Hehe, nice game, obviously better than GW's flash game they had a while ago. I remember that game, just shooting silhouettes of nids popping up.


----------



## Usaal

you can teleport in Ammo? that would have made much more intersting


----------



## jasonfly

fun game, a bit too easy though


----------



## Dies Irae

fun games, quitte easy when you understand that you can teleport ammo with T, but do not try to kill nids with the power fist, you will get killed in seconds


----------



## Stella Cadente

very easy game, impossible to run out of ammo, power fist kills the nids so I don't get how you get killed in seconds, just use it to save ammo and pick off the odd 1 that gets through or is away from the large groups, free play is a little harder as they seem to move a little faster, but still easy, quit after 7 minutes just cus I got so damn bored


----------



## Dessel_Ordo

just when I was completely off flash games, Jez drags me back to Kongregate...
fun game, there are better defence games out there, but still fun.

51039 Kg of dead nids in mission mode, beat that!


----------



## Death 0F Angels

read the instruction before you play, makes it a bit easier.


----------



## JokerGod

Death 0F Angels said:


> read the instruction before you play, makes it a bit easier.

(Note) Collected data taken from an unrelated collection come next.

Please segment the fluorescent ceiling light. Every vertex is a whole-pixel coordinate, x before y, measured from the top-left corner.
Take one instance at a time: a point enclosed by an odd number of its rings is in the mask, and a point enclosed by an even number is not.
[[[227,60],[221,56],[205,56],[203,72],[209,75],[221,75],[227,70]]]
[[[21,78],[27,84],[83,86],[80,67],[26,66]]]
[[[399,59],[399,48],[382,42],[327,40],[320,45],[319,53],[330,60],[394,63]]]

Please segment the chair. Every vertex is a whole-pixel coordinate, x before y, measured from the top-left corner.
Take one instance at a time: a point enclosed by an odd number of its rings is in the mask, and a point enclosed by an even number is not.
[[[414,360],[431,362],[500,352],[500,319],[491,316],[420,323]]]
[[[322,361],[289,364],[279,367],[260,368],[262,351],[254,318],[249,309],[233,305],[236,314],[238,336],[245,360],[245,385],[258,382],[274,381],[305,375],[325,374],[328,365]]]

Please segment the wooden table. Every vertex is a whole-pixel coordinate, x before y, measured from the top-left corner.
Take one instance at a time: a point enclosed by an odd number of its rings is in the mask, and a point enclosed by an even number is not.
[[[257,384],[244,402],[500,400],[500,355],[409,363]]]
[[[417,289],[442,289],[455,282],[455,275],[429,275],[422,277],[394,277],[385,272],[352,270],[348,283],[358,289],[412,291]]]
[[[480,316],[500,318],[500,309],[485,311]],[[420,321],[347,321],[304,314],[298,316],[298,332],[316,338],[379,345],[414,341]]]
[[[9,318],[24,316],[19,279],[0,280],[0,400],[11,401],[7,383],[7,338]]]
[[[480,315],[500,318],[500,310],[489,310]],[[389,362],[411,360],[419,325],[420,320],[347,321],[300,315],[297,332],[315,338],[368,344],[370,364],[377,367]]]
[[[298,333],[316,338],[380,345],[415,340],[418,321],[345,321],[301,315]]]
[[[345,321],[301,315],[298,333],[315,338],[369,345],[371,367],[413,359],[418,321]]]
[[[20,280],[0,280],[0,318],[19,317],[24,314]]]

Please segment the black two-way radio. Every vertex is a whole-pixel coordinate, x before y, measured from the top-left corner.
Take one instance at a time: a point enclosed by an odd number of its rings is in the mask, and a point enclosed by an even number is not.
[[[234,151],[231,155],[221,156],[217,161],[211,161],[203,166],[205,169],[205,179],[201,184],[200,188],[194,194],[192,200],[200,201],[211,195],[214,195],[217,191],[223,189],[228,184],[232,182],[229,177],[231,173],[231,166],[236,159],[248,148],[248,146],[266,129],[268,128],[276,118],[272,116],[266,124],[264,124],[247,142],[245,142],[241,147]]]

Instructions? What man reads instructions?


----------



## Stella Cadente

Death 0F Angels said:


> read the instruction before you play, makes it a bit easier.


than what?, breathing?


----------



## thomas2

It's fairly fun, but simple and REALLY REALLY repetitive. If more could be added- like different parts of the ship, different enemy types, perhaps other weapons it could be a bit better. At the moment- well I doubt I'll bother completing it again.


----------



## Death 0F Angels

Stella Cadente said:


> than what?, breathing?


how bout posting more useless nonsense?


----------